Evidentemente, não se afasta a necessidade de aperfeiçoamento da tributação da renda das empresas, mas o caminho segue em outra direção. É importante reduzir as possibilidades de tributação de um lucro fictício, como ocorre atualmente, por meio da sistemática de lucro presumido e de outras formas de diminuição da base de cálculo do IR e da CSLL. Um bom objetivo é aproximar, o máximo possível, a base de cálculo desses tributos do lucro líquido efetivamente obtido pela atividade empresarial no período considerado.

Outro fator relevante da regressividade é a ausência injustificável da cobrança do Imposto sobre Grandes Fortunas (IGF), previsto na Constituição de 1988 e até hoje não implementado, mesmo diante do quadro dramático que vivemos no país, de profunda desigualdade social e de uma brutal concentração de renda e riquezas.

A solução para imprimir progressividade efetiva ao IR e instituir o IGF independe de modificações constitucionais e pode ser encaminhada pela aprovação de Leis ordinárias e complementares. Sem corrigir as distorções no Imposto de Renda e sem implementar o IGF, fica muito difícil, senão, impossível, avançar no sentido da justiça fiscal e pavimentar o caminho para o desenvolvimento nacional, inclusivo, com redistribuição de renda e riqueza.

Prioridade das mudanças na esfera de competência da União

Quase 70% de toda a arrecadação tributária se refere a tributos de competência da União, os quais abrangem todas as bases de incidência (renda, patrimônio e consumo). Tanto a redução da regressividade, quanto o alinhamento do sistema tributário às políticas de desenvolvimento, de redistribuição e voltadas à sustentabilidade ambiental podem ser implementadas por meio de medidas no âmbito das competências tributárias federais. As propostas de eliminação das distorções na legislação do IR e de implementação do IGF apresentam grande capacidade de aumento da arrecadação e, em contrapartida, permitirão viabilizar a gradativa redução da carga impositiva sobre as rendas mais baixas e sobre o consumo de mercadorias e serviços, por meio da correção da tabela de incidência do IRPF e da diminuição das alíquotas da Cofins e do PIS, aliviando o peso dos tributos sobre boa parte dos assalariados e dos consumidores de baixa e média renda.

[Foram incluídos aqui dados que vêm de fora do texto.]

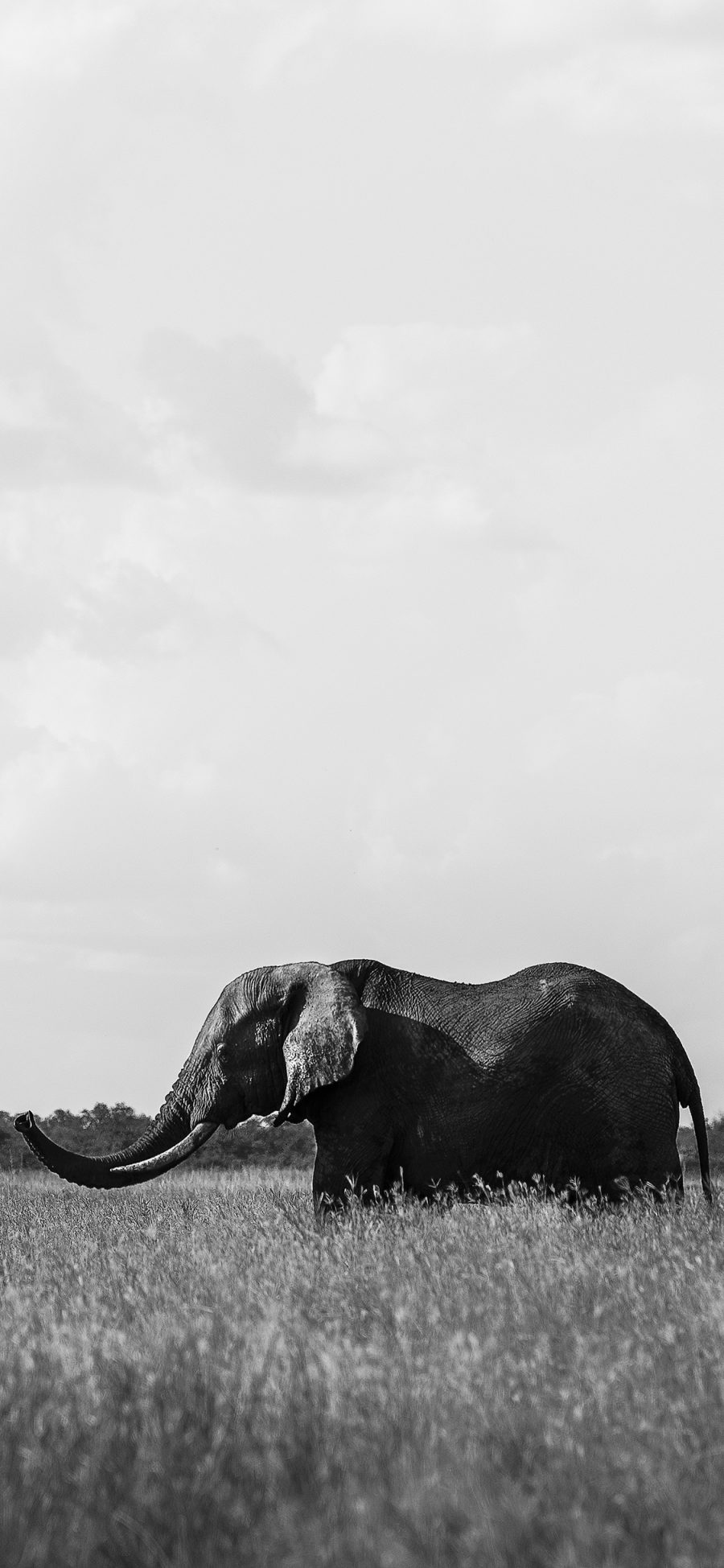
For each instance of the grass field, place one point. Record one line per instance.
(191, 1373)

Primeiro: reafirmar os fundamentos tributários da Constituição Cidadã!

Boa parte dos problemas identificados podem ser caracterizados como desvios dos marcos do sistema tributário previsto na Constituição Federal de 1988. A isenção dos lucros e dividendos distribuídos pelas empresas e a possibilidade de dedução dos juros sobre o capital próprio são os mecanismos mais graves e evidentes da ruptura entre o Imposto de Renda e os princípios e critérios constitucionais que o deveriam guiar. A isonomia de tratamento entre os contribuintes foi violada e o princípio da capacidade contributiva, desrespeitado. Além disso, ao isentar também o lucro remetido ao exterior, a legislação infraconstitucional promoveu um benefício indevido ao destinatário dos lucros, como também aos países onde estes residem, na medida em que a quase totalidade destes tributam os lucros recebidos pelos sócios e acionistas das empresas estrangeiras. O que deixamos de cobrar aqui, os países de residência cobrarão por lá.

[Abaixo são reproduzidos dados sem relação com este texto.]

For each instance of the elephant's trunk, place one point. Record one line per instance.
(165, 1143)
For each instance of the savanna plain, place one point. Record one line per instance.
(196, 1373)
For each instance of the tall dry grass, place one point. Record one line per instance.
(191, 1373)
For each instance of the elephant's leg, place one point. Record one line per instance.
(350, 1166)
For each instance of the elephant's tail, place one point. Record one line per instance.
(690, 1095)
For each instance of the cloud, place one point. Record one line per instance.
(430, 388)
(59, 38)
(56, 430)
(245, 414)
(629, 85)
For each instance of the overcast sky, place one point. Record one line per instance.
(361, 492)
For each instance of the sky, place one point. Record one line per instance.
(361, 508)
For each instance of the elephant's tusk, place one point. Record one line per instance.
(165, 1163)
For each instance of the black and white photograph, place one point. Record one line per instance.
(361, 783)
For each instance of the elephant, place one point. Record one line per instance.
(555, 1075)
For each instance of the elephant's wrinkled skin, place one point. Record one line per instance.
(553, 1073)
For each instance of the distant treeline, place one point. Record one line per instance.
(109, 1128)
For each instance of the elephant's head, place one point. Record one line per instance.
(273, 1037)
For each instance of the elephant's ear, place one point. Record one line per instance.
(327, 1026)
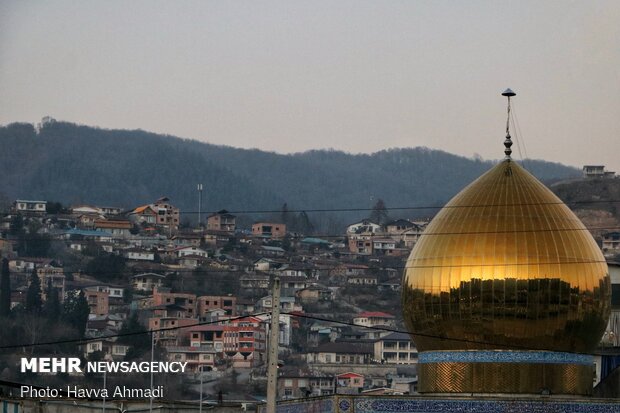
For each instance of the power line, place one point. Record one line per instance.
(416, 207)
(87, 340)
(297, 315)
(345, 235)
(279, 211)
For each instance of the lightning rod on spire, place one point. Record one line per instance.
(508, 142)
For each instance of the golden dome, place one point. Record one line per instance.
(506, 265)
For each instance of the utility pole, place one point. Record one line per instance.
(199, 201)
(200, 372)
(274, 335)
(104, 386)
(152, 359)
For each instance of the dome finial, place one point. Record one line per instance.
(508, 142)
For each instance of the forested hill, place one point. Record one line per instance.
(79, 164)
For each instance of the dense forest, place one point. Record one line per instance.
(80, 164)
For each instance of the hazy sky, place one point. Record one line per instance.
(288, 76)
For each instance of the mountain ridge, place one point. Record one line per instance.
(81, 164)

Segundo: impulsionar o avanço da progressividade

É preciso atuar, ainda, na redução dos tributos que incidem sobre o consumo, e que, portanto, afetam mais a renda da população pobres. A tributação das empresas deve incidir preferencialmente sobre o resultado líquido e menos sobre o faturamento ou sobre a receita bruta. Para tanto, parte das contribuições sociais pode migrar para bases de incidência direta. O PIS e a Cofins, por incidirem sobre o faturamento, podem ter suas alíquotas reduzidas, o que reduziria o peso da tributação sobre o consumo e ao mesmo tempo diminuiria os custos de produção.

A compensação da redução na arrecadação das contribuições de natureza regressiva pode ser obtida pela criação de uma Contribuição Social sobre as Altas Rendas das Pessoas Físicas (CSAR), com incidência progressiva, uma vez que incidiria apenas sobre parcelas de rendimentos excedentes a R$ 60 mil mensais. Essa medida exige uma alteração constitucional.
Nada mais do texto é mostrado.